Contrast that with Coakley who has a 15 year record of success in public office where voters are happy with her performance. Massachusetts voters, the decision of this race is one of those rare great opportunities in life where you know the outcome in advance. You know you won’t be happy with someone who enacts the kind of policies Baker will enact and you know that Coakley is successful at the jobs to which you elect her. That’s the election, if you are able to see it.
Finally we have the Wisconsin race for governer pitting incumbent Republican Governor Scott Walker against Democrat Mary Burke. When discussing the Massachusetts race I was talking about how we know that supply side economics don’t work and what the end result of them will be.
Wisconsin is yet another excellent example of this.
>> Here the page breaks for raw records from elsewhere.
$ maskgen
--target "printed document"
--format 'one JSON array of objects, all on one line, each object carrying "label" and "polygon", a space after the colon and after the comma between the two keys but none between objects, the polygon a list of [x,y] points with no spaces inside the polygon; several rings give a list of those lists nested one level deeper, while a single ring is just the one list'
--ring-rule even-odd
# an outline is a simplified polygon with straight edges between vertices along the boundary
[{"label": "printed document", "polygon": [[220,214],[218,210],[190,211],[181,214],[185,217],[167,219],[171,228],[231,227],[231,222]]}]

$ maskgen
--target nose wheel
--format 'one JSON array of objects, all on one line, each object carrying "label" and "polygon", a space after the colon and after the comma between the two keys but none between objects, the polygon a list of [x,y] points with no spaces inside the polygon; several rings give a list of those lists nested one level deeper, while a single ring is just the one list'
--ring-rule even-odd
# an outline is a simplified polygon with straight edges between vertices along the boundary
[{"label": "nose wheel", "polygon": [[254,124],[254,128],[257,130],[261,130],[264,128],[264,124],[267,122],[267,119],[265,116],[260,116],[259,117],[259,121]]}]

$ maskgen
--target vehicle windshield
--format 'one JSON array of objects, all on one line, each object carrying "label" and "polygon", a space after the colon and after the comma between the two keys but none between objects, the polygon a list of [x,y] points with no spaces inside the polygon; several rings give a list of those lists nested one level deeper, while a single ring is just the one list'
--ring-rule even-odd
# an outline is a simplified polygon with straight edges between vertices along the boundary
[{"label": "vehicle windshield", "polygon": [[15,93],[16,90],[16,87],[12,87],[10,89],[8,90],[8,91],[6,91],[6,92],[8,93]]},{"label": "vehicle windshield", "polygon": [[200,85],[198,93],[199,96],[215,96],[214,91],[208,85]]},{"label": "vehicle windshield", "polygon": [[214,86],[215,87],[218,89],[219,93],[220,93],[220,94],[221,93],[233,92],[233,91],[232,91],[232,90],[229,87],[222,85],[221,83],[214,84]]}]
Republican governor Walker has implemented supply side policies of tax cuts and has increased spending in the state and that will result this year in a 1.8 billion dollar shortfall in Wisconsin’s budget, some thing Democratic challenger Burke has been hammering on in her two debates with Walker and in campaign ads.
Walker has been trying to claim that his policies should take credit for the addition of 110,000 jobs in his four years, but Burke has countered that all states have done well in increasing employment under President Obama, but Wisconsin has done the least well of pretty much any other state in the country.
Of the last four polls in the state, two have it exactly even, one has burke up by one point and one has Walker up by one point. One thing that may affect the race is that Burke is perceived to have done better than Walker in the two debates they had in October. Another is that there seems to be some element of Walker fatigue in the state. It will be interesting to see who pulls this race out. I’m betting Burke.
One last thing regarding election 2014, compared to the coverage of the Senate races there isn’t much coverage of the House races. With hundreds of races obviously there is not enough time for me to make a serious dent in this program. I expect to see a small GOP increase in house seats in the order of a 5 seat increase plus or minus 3 seats.